Ce mercredi soir, entre 21 heures et 23h45, le débat a non seulement capté l'attention de nombreux téléspectateurs, mais il a également propulsé la chaîne d'information au sommet des audiences. BFMTV affiche ainsi une part de marché de 4,6 % sur la journée entière, surpassant largement LCI et CNews, qui atteignent respectivement 3,6 % et 3,5 % (source : Le Parisien).
À titre de comparaison, les débats organisés dans d'autres grandes villes françaises ont moins retenu l'attention. À Marseille, par exemple, le débat du 19 février a attiré 269 000 téléspectateurs, représentant 1,5 % de part d'audience, tandis qu'à Lyon, 418 000 personnes ont suivi le débat du 24 février. Nice, avec une audience de 194 000 téléspectateurs, a également montré des chiffres nettement inférieurs.

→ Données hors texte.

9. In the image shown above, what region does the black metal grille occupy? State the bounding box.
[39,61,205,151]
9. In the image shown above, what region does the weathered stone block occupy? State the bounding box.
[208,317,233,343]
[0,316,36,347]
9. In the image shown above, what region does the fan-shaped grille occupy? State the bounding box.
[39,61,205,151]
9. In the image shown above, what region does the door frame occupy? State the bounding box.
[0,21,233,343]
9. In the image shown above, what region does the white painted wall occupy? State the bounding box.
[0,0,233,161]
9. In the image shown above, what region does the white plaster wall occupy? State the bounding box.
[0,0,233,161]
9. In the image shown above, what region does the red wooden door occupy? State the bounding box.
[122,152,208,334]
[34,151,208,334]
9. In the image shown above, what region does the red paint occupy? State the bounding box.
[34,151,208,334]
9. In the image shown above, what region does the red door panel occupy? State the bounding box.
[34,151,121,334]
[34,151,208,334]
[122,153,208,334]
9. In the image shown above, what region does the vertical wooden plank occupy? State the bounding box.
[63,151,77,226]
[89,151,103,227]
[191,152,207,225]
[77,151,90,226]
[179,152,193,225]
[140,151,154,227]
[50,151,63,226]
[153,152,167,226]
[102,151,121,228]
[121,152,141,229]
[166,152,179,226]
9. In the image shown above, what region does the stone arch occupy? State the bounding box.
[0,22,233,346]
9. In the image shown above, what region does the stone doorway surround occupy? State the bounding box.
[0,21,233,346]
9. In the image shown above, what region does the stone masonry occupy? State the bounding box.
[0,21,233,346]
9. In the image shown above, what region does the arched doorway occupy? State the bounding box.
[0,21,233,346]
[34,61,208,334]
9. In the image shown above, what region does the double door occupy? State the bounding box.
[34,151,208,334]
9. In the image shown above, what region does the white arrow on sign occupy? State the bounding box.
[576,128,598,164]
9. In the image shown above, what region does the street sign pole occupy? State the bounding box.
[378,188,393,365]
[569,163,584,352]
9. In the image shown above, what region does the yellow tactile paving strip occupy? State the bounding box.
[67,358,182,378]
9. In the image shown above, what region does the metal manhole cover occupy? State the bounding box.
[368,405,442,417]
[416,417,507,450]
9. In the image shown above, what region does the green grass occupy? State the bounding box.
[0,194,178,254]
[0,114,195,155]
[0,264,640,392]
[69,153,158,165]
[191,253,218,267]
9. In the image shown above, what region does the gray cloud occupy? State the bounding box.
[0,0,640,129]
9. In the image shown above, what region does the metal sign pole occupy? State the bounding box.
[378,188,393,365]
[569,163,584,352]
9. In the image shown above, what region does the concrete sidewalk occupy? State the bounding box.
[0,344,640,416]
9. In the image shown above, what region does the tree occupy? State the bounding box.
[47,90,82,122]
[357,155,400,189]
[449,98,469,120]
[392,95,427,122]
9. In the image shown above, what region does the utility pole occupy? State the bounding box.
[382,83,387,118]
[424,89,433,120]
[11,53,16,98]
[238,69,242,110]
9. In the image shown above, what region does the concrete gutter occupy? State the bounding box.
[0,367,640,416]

Les débats des autres villes ont moins fédéré
À Lyon, le débat a regroupé les candidats Grégory Doucet (EELV) et Jean-Michel Aulas (droite), avec une audience de 418 000 téléspectateurs et 2,4 % de PDA. Nice a vu la présentation par Marie Chantrait réunissant Christian Estrosi et Éric Ciotti, mais n'a retenu que 1,2 % de PDA avec 194 000 personnes.
Les analyses vont bon train concernant la performance de BFMTV. Selon Eric Monier, expert en médias, "la capitale attire naturellement plus d'attention, mais le format dynamique des débats pourrait expliquer l'engouement face à d'autres événements similaires." La position de leader de BFMTV semble ainsi solidifiée dans un contexte électoral toujours plus compétitif.